After receiving highly exaggerated reports about the role of the Christians and their help to the British during the Second Anglo-Mysore War, Tipu decided to minimise the threat to his kingdom from the British and banish the Christians of Canara. According to Severine Silva, this decision was the logical outcome of the plans he had nurtured since the time of the conquest of Mangalore with his father Hyder in 1768.

It is generally believed that the propaganda of the Goan priests and the alliance of the Christians with the English cause Tipu to banish the community from Canara. The main political reason for this decision was Tipu's belief that if he banished the Christians, he could keep the British at bay. However, Alan Machado Prabhu dismisses the idea of large-scale Christian support for the British during the Second Mangalore War as a myth which is not based on any concrete evidence.

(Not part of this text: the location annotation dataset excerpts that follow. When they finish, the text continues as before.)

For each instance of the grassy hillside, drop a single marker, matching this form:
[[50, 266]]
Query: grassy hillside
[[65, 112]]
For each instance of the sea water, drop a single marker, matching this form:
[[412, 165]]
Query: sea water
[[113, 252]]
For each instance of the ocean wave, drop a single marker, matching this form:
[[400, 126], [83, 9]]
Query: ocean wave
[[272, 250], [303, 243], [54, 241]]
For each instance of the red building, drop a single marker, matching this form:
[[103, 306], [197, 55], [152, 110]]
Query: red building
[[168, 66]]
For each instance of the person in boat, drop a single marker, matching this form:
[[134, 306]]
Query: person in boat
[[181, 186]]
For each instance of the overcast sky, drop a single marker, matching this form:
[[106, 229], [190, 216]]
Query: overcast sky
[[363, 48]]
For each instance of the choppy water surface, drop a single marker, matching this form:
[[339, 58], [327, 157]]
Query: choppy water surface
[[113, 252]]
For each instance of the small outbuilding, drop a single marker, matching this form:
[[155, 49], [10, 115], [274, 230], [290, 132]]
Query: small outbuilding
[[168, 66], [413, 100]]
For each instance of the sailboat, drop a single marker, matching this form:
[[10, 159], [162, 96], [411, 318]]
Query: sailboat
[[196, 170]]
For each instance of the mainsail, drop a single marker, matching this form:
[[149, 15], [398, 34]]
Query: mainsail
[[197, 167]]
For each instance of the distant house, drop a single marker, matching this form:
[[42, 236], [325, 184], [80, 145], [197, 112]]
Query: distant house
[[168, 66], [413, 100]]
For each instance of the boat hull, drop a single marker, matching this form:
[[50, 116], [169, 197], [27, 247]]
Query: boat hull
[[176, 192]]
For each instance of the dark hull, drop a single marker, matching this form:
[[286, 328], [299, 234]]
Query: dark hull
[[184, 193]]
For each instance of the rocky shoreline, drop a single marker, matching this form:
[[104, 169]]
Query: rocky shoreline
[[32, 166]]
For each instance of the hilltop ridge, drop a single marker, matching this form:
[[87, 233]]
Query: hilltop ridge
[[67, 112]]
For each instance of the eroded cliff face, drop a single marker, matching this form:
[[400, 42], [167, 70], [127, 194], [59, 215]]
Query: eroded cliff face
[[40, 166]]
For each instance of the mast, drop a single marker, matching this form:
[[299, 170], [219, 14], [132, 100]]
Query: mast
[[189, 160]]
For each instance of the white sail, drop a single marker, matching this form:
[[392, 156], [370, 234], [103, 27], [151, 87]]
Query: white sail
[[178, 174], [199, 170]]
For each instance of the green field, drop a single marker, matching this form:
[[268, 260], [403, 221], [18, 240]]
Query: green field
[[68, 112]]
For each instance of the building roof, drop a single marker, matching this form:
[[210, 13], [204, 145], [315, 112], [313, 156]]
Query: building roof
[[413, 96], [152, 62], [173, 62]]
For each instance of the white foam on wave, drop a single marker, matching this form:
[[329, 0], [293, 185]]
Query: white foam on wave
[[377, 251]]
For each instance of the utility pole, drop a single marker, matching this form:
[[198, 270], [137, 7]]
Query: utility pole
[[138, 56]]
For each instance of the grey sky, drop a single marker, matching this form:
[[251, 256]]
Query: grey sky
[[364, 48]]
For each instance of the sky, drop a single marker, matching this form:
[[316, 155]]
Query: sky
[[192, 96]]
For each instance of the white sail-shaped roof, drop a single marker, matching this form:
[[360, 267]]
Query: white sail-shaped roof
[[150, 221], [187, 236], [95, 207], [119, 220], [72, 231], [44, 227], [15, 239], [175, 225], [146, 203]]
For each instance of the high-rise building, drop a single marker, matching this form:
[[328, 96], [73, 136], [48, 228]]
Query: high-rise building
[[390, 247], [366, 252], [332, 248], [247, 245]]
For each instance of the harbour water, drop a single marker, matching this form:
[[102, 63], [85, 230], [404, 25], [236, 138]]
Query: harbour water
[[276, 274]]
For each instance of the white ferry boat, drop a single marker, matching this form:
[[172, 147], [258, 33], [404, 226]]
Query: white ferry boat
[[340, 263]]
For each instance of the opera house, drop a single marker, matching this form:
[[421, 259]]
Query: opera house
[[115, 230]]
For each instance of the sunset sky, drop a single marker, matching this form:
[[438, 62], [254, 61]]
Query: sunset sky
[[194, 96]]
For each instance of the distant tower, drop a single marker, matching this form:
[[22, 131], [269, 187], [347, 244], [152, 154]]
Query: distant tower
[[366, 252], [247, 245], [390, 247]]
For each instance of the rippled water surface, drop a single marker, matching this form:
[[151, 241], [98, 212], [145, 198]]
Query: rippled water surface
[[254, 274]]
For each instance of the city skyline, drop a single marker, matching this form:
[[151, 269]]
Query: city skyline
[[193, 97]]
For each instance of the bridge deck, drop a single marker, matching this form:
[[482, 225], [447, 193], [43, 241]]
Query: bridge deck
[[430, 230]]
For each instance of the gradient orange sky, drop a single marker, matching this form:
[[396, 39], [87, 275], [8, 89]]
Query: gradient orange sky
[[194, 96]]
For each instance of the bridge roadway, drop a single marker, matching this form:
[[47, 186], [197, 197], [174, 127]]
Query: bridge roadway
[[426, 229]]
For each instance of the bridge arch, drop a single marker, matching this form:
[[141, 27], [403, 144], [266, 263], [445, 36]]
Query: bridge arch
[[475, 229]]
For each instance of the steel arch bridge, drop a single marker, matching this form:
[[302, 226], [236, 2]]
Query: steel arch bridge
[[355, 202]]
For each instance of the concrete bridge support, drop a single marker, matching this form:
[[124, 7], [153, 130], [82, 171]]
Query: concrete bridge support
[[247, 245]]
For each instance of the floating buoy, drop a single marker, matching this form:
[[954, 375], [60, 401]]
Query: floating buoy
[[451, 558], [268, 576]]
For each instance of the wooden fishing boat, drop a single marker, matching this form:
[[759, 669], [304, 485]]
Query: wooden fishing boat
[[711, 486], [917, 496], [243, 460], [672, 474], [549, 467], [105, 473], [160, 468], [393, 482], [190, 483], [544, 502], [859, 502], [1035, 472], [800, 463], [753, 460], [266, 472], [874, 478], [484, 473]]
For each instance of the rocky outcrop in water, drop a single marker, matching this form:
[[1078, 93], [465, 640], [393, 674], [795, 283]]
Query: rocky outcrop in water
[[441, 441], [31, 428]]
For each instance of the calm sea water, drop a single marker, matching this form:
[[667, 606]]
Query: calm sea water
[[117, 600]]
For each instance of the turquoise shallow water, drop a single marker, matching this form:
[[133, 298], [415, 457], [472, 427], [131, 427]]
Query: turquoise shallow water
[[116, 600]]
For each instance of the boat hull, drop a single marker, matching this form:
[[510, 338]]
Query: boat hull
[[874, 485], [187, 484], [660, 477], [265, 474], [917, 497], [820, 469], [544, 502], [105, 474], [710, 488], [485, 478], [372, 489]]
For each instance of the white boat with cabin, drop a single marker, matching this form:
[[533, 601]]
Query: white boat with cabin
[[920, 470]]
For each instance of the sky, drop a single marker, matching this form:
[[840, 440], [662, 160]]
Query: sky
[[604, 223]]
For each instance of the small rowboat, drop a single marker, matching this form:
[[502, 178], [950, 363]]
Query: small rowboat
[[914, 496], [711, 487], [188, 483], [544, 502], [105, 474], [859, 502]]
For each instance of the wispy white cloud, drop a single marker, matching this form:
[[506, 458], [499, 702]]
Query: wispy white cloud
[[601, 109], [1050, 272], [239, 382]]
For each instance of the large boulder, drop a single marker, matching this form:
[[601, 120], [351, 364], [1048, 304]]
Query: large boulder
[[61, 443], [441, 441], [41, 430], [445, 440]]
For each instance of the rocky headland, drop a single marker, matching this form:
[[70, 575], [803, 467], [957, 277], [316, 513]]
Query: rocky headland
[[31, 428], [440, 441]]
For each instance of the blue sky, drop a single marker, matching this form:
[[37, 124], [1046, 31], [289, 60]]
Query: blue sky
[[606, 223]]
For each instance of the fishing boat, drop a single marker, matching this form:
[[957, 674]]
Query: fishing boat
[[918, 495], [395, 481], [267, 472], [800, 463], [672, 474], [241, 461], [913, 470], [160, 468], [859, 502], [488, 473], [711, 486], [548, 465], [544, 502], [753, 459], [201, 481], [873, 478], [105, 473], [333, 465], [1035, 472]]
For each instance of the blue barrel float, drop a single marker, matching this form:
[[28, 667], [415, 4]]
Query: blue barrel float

Prabhu states that the charge that the Christians constituted a united front cannot be sustained. Apart from divergent viewpoints among the Christian community at the time, he argues that difficulties in communication for a minority Christian population spread over a 300 km forested coastline broken by numerous streams and rivers, would have made united action practically impossible. He further states that the majority of Mangalorean Catholics were agriculturists farming land capable of growing three crops a year. The idea of neglecting their fields in the cause of a small band of British isolated in the confines of a fort besieged by a large Mysorean army would have sounded insane. Even if the British had made promises, they would have had little effect on the militarily inexperienced Christians, who would then have had to fight a large and well-trained army in support of a beleaguered army which was not even successful.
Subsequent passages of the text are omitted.